The holdings in Amgen and similar cases do not support the broader definition of an inventor set forth in Pannu. Amgen recognizes that the conception of some inventions requires reduction to practice. In other words, “conception is not complete if the subsequent course of experimentation, especially experimental failures, reveals uncertainty that so undermines the specificity of the inventor’s idea that it is not yet a definite and permanent reflection of the complete invention as it will be used in practice.” Burroughs Wellcome Co. v. Barr Lab’ys, Inc., 40 F.3d 1223, 1229 (Fed. Cir. 1994). In these unique cases, conception of the invention was not complete until reduction to practice occurred.

Cases involving simultaneous conception and reduction to practice do not change the requirement that inventorship is based on conception. Once an invention has been conceived, reduction to practice is irrelevant to inventorship. In short, reduction to practice alone is insufficient to satisfy the requirement for inventorship.
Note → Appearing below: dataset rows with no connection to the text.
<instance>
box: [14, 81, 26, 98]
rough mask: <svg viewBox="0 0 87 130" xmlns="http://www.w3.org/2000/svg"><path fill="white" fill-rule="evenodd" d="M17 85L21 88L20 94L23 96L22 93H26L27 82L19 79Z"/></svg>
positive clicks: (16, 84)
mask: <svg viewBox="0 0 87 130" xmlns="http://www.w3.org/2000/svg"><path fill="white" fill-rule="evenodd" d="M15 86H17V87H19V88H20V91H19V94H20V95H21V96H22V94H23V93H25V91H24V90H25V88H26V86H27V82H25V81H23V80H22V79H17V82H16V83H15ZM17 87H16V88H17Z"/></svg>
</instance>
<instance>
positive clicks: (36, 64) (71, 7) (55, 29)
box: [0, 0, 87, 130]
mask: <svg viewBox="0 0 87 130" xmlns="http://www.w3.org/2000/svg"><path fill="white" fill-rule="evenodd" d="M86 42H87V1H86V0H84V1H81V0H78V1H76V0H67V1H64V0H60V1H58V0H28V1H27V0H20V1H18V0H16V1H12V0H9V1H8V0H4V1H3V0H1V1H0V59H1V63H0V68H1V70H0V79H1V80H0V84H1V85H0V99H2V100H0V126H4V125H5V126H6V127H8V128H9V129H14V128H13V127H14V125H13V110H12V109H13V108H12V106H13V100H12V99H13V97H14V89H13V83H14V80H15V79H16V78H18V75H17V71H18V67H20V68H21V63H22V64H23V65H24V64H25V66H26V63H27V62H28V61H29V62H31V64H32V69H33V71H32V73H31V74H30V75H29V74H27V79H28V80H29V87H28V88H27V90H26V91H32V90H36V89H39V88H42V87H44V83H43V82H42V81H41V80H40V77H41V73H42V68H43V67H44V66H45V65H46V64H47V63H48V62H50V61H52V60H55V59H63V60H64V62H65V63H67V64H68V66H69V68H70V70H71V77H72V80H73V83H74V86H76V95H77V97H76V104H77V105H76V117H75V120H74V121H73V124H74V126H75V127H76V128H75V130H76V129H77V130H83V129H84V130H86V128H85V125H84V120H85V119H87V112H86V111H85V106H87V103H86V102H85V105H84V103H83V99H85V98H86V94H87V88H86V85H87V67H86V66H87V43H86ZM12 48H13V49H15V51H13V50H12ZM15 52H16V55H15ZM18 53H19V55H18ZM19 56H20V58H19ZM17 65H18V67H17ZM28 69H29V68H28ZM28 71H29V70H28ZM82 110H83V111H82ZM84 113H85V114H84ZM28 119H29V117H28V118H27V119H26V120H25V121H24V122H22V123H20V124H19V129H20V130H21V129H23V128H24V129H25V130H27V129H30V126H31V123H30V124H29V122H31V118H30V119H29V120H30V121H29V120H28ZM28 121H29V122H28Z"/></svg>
Moving forward, courts should be more precise in describing the requirements for inventorship. The first requirement for inventorship under the Pannu test should read: “All that is required of a joint inventor is that he or she (1) contribute in some significant manner to the conception of the invention, …” This language is consistent with the court’s prior precedent and the Patent Office’s guidance on inventorship.